If the Mets want to void the contract, they will look to Paragraph 7 of the UPC, which reads as follows:
7.(b) The Club may terminate this contract upon written notice to the Player (but only after requesting and obtaining waivers of this contract from all other Major League Clubs) if the Player shall at any time:
(1) fail, refuse or neglect to conform his personal conduct to the standards of good citizenship and good sportsmanship or to keep himself in first-class physical condition or to obey the Club's training rules; or
(2) fail, in the opinion of the Club's management, to exhibit sufficient skill or competitive ability to qualify or continue as a member of the Club's team; or
(3) fail, refuse or neglect to render his services hereunder or in any other manner materially breach this contract.
The Mets would look to rely on Paragraphs 7(b)(1) and (3) to void or terminate the contract.
History, however, is on the side of the Players' Association, which would most certainly fight an attempt to void the contract – just as they are fighting an attempt to convert the contract to a non-guaranteed one. The Players’ Association has enjoyed great success in fighting for the rights of its players, either by prevailing at arbitration or creating a disincentive to go to arbitration:
Here’s a sample of cases as reported by Michael McCann from SI:
(a) In 1987, the San Diego Padres voided the contract of pitcher Lamarr Hoyt after he was sentenced to jail time following multiple drug charges, including intent to distribute cocaine and attempting to smuggle drugs from Mexico into the U.S. This would seem to be specifically the type of conduct that would justify voiding a contract – right? Wrong. The Players' Association filed a grievance and won.
(b) The Colorado Rockies' attempted to void the contract of pitcher Denny Neagle in 2004 after he was charged with soliciting a prostitute. Rather than go to arbitration, the parties agreed on a payout of $16 million on his $19.5 million contract.

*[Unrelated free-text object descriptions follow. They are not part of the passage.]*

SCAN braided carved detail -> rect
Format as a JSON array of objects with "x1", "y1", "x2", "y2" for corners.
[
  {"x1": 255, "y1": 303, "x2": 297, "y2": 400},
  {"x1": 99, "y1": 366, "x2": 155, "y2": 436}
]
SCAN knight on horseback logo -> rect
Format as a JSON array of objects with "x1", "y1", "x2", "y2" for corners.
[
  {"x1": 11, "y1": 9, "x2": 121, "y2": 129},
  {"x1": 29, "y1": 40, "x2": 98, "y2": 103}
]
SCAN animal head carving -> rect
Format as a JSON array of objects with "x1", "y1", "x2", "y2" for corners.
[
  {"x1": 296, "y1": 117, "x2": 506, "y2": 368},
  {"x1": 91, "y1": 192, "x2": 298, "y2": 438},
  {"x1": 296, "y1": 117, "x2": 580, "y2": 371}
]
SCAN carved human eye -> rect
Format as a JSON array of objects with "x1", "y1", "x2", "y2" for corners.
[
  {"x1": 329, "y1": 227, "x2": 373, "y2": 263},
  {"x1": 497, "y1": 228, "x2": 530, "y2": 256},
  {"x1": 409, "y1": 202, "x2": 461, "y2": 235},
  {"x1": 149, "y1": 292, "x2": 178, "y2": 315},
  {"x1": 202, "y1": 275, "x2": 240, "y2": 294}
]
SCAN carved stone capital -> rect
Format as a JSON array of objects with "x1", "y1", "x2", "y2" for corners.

(c) In 2005, the Baltimore Orioles voided pitcher Sidney Ponson’s contract driving while intoxicated, among other actions. The parties moved to settle, and according to McCann, Ponson got a big chunk of his $11.2 million salary.
(d) In 1997, the Boston Red Sox declined to void the contract of infielder Wil Cordero after he was charged with assault and battery with a dangerous weapon. Cordero later pled guilty to criminal charges for beating his wife and threatening to kill her.

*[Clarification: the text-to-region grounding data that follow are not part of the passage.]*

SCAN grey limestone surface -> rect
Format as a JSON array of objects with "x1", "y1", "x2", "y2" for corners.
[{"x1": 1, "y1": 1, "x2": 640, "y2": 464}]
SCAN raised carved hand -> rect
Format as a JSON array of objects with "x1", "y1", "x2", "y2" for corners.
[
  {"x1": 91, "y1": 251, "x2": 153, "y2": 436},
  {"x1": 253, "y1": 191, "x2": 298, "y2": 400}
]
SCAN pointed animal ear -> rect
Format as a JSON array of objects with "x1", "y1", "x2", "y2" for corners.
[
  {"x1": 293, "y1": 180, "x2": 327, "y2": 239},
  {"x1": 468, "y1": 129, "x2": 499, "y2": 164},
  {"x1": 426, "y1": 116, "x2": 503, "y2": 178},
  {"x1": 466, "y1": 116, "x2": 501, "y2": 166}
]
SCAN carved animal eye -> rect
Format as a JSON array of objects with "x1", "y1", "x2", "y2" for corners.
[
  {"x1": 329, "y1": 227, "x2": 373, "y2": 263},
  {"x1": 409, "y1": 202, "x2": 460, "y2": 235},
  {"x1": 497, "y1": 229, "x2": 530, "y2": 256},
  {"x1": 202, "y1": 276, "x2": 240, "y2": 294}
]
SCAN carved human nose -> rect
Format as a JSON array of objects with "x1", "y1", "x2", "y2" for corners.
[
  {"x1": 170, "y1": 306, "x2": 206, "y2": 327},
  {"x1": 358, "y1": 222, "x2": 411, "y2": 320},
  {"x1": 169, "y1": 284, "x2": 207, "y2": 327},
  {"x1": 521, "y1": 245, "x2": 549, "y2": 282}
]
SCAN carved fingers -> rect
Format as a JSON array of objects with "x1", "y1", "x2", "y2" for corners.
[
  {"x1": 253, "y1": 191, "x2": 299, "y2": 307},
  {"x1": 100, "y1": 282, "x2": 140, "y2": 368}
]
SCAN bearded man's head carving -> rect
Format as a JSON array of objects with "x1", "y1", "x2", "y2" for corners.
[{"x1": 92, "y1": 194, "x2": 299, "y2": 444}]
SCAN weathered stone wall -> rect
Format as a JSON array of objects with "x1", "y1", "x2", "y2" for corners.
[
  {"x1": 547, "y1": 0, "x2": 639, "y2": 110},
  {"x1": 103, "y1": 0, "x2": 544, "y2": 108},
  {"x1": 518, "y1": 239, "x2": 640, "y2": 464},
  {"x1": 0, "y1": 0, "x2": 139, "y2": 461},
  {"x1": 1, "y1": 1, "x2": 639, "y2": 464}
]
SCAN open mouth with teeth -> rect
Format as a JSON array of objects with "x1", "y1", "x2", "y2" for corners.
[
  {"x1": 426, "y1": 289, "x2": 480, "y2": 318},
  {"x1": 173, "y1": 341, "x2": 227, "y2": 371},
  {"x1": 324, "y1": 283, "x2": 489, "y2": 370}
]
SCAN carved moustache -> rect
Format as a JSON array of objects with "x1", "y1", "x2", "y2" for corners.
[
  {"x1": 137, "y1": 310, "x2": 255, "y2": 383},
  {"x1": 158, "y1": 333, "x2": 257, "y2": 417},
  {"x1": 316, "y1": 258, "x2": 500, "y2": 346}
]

This week, however, Shawn Chacon lost his grievance, a hearing which was heard last September. Chacon was given his unconditional release after he attacked and assaulted General Manager Ed Wade on June 25, 2008. Chacon stated after the incident that “I lost my cool and I grabbed him by the neck and threw him to the ground. I jumped on top of him”.
The team invoked Paragraph 7(b)(1) of the Players Contract, which denied the player any further compensation on his 2008 contract. The panel of arbitrators agreed that the Astros were within their rights to terminate Chacon's contract without his entitlement to further compensation.

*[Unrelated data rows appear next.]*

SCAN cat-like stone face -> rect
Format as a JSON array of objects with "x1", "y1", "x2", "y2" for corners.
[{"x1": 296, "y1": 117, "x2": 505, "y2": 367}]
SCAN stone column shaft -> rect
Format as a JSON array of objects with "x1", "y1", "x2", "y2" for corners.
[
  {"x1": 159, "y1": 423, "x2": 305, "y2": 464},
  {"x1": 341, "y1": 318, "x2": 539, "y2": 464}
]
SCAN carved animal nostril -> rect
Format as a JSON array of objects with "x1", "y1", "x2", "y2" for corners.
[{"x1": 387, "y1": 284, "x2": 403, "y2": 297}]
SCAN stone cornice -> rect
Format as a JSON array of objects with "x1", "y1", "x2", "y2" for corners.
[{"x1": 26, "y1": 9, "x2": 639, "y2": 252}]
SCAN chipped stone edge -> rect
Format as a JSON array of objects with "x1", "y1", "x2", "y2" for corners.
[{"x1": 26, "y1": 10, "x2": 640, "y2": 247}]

We know that the Player’s Association will fight this, and that it could be along battle (bear in mind the Chacon incident happened in 2008 and a decision was just handed down this week).
History suggests that this is a tough case for the Mets. If the Player's Union is successful with the grievance (assuming the parties don't settle), the Mets would still have the option to void the contract. If they go that route, they will most certainly face another grievance from the Union. If the Mets win the current grievance, they could cut Rodriguez next spring, or move to void the contract.
If history is any indication, the Mets will have to pay Rodriguez a significant sum of money if they want him gone -no matter what option they exercise. So they may just bring him back if he's ready to play next season.
It seems that anything short of strangling your boss isn't going to cut it.